If you are interested in reading more about the project or taking the test, check out the CORE overview page .
2. Methods
2.1 Participants
The analytic sample included N = 4,723 individuals who completed all or part of CORE on cognitivemetrics.com, an openly accessible cognitive testing website. Because the test is free and publicly available and most participants likely encounter it through r/cognitiveTesting, participants are self-selected and likely have a pre-existing interest in IQ or cognitive testing.
Even so, the resulting sample exhibited substantial demographic diversity in age and geographic background.
| Age Group | n | % |
|---|---|---|
| 16-17 | 660 | 13.97% |
| 18-19 | 716 | 15.16% |
| 20-24 | 1379 | 29.19% |
| 25-29 | 854 | 18.09% |
| 30-34 | 443 | 9.39% |
| 35-44 | 483 | 10.22% |
| 45-54 | 125 | 2.64% |
| 55-64 | 46 | 0.97% |
| 65+ | 17 | 0.37% |
Since the test is administered in English, the sample was restricted to individuals residing in English-speaking Anglospheric countries: the United States, Canada, the United Kingdom, Australia, and New Zealand.
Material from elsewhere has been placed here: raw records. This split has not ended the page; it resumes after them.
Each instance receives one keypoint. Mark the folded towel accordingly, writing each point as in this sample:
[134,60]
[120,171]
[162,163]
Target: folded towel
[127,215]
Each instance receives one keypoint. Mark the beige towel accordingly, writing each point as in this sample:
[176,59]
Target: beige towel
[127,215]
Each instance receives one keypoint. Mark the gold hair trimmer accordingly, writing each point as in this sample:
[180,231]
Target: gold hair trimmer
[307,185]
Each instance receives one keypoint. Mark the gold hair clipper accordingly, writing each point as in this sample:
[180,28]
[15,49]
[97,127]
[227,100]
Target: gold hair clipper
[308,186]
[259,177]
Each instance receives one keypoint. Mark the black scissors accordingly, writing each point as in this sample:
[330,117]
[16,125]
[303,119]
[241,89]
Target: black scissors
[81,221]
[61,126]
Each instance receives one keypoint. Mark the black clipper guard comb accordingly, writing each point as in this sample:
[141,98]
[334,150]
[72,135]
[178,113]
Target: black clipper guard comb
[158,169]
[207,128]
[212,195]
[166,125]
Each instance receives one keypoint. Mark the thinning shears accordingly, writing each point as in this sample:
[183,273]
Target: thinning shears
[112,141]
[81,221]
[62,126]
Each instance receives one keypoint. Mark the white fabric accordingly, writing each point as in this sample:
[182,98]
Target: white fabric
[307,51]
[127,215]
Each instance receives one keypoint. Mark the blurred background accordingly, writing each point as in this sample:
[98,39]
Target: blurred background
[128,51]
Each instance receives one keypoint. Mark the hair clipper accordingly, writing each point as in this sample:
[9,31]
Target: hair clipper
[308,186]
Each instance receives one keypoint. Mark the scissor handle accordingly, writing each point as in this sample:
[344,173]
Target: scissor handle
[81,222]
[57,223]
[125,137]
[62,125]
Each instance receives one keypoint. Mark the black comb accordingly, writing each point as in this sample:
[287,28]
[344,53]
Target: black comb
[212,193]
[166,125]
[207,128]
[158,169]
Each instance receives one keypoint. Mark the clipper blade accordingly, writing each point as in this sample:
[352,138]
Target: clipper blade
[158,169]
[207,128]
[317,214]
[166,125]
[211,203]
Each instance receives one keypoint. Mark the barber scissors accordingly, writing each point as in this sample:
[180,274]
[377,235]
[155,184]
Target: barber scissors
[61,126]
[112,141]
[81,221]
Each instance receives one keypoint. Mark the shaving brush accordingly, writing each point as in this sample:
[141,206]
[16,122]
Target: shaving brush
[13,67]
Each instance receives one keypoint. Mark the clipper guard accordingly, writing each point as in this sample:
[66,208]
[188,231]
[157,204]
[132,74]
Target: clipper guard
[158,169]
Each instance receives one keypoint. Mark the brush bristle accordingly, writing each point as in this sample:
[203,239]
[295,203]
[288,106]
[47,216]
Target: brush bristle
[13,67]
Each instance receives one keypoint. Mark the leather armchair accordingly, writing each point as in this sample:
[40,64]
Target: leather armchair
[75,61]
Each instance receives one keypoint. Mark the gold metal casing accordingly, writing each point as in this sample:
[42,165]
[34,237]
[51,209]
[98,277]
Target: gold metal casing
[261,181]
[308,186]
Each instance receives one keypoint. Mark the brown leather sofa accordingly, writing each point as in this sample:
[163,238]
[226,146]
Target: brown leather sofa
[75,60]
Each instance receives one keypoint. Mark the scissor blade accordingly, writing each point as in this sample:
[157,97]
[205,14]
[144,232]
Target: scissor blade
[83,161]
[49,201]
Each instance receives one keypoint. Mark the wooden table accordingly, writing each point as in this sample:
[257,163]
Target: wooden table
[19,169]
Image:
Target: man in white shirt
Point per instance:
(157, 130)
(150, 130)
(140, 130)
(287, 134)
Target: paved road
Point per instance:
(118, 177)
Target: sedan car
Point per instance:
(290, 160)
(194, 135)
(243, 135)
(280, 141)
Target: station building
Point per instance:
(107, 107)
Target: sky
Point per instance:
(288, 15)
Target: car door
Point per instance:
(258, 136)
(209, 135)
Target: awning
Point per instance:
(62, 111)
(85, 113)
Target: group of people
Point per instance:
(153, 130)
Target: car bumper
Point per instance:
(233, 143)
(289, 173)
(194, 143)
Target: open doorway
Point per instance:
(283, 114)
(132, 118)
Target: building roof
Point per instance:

Within these countries, the dataset still displayed broad geographic diversity. For example, American participants represented all 50 states, as illustrated by the map in Figure 2, indicating that the sample was not drawn from a very narrow population.
Table 2. CORE Sample National Frequencies
| Country | n |
|---|---|
| United States | 3,207 |
| Canada | 564 |
| United Kingdom | 542 |
| Australia | 382 |
| New Zealand | 28 |
Descriptive statistics are provided to further contextualize the sample.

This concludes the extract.